Mas mais a baixo lá está, a nossa marca de atraso em relação aos primos europeus do Norte ; ) Se por um lado 70% dizem que o casal deve dividir exactamente as tarefas domésticas já quanto interrogadas sobre a efectiva divisão de tarefas no seu próprio agregado só 18% referem uma divisão igualitária.
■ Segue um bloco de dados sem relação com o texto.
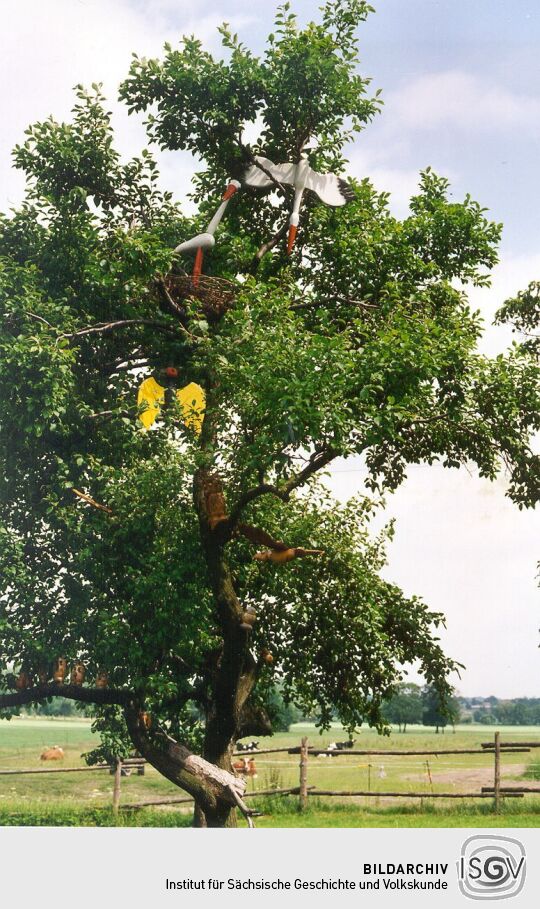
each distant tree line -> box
[459,696,540,726]
[384,682,461,732]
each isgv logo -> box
[458,834,526,900]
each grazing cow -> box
[39,745,64,761]
[236,742,259,751]
[233,758,257,780]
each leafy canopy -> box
[0,0,540,747]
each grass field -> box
[0,718,540,827]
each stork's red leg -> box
[287,224,298,256]
[193,246,204,287]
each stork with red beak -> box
[174,180,241,276]
[243,151,354,255]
Portanto, caraças, tirando o status, afinal qual é a vantagem para a mulher casar com o marmanjo do namorado mesmo? ; ))))))))))))))



Andorinha dixit,
""...não percebo o facto de as pessoas acharem estranho uma mulher tornar-se doméstica economicamente dominada pelo marido."
Eu é que não te percebo!
Eu acho muito estranho e tenho imensa pena que haja mulheres que se sujeitem a esse papel, independentemente da classe social a que pertençam.
E os casais que não têm filhos? Onde se aplicam aí os teus argumentos?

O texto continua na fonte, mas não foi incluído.